Christmas Day Entertainment: Popcorn for Dinner or "Doctor Who" at Home?
My family is trying to figure out how to honor our diverse, devout holiday needs.
Let me be more specific. We all celebrate Christmas, but additionally, as avid practitioners of pop culture, we have very divergent but compelling entertainment-on-Christmas Day stances.
Some members of my immediate family are Christmas traditionalists who say "no" to holiday screentime. They are happy the options are there for those who celebrate other holidays, but these Who-like family members want us to stay home on December 25th and do North-Pole approved things, like carole, play archaic board games or feast on turduckens and cherpumples and all manner of gingerbread architecture. Short, optional naps are allowed, but the day should be 99.999% Elf-approved.

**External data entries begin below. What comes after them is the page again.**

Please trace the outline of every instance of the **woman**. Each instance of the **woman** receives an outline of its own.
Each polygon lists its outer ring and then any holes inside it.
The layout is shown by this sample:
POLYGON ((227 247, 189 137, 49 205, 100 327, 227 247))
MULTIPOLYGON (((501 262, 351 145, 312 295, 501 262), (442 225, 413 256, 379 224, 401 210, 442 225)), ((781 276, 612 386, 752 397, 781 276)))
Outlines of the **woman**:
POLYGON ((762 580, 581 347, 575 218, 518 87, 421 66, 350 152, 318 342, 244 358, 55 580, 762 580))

And in the opposite corner: one family member is a devout Doctor Whovian. If you don't know any fans, you might not know that Christmas Day is a big day for them. The new companion is announced and new epidodes begin, making the Doctor Who Christmas Special a festive tradition and a long-awaited treat. This year's episode 'The Snowmen' will air on BBC Christmas night. My whole family isn't into it, though. In fact my younger son almost faints and runs from the room in search of noise-canceling headphones at any hint of a sound from a Dalek.
At least Doctor Who airs on television, though, so the celebrants might be able to partake without making too much of a tradional gaffe. Two of us are pining for Les Misérables, set to open at theaters across the country on Christmas Day. By pining, I mean during previews of the film (which have been airing for months) instead of simply turning and nodding to my partner using the univeral theater language to say "I want to see this, don't you?" I would use my arms to spontateously flail in excitement, dislodging my 96 ounce Diet Coke from the armrest in order to loudly announce my intentions to SEE THAT, and then promptly hum along. By pining, I mean I made an Anne Hathaway Advent Calendar for December. Every day it tells me to do things like "cut out a clump of hair" or "sing I Dreamed a Dream in the grocery store line, loudly."
So I really want to see it, and it's almost Anne Hathaway Eve. But not everyone in my family feels the same way, so I'd have to leave some family members at home in order to indulge. My older son would rather face a guillotine than endure a movie musical, which would leave him in no shape to enjoy the Daleks.
There are other Christmas Day opening options too. I want to eventually see Django Unchained. Oprah apparently gave it a thumbs up, calling it "provocative" and "twisted," While it's not as money as attending her Favorite Things show, that review is good enough for me when coupled with my long-held appreciation for Tarantino's ability to dramatize reversed power dynamics. But the "twisted" part means I'm not interested in seeing it on Christmas Day, let alone hauling my family away from their candy cane stupor to try to process it all.
Also opening is Parental Guidance featuring Billy Crystal and Bette Midler as grandparents who volunteer to babysit, with all manor of hijinks ensuing. I love me some Bette and Marisa Tomei, and this feels like home in an 80s kind of way, but it wouldn't pull me out of my house on a holiday. It might be a nice compromise piece for a whole family, though, and certainly another great option for the day if Christmas is not a holiday you celebrate.
A similarly toned comedy opened this week, but I think I can wait for the Barbra Streisand/Seth Rogen movie The Guilt Trip. Barbra is everything, but I think she's wasted on a sweet comedy, and he's kind of a whiny guy. I want to take a road trip with Babs and make a different movie, and this time Seth won't be invited. I'm thinking more What's Up Doc meets Thelma and Louise. Plus showtunes.
Credit Image: © Paramount Pictures/Entertainment Pictures/ZUMAPRESS.com
For my household, I think since everyone doesn't agree on a screen choice, I'm going to have to wait until after Christmas to see Les Mis. Maybe I can construct a gingerbread diorama of 19th century Paris (cheerful!) to hold me over. What about you? Do you celebrate Christmas? If not, do you enjoy the many movie choices? Or if you do, are you tempted to keep the turducken on ice while you duck out for popcorn and a flick, or will it be Who at home, or does screen time have to wait?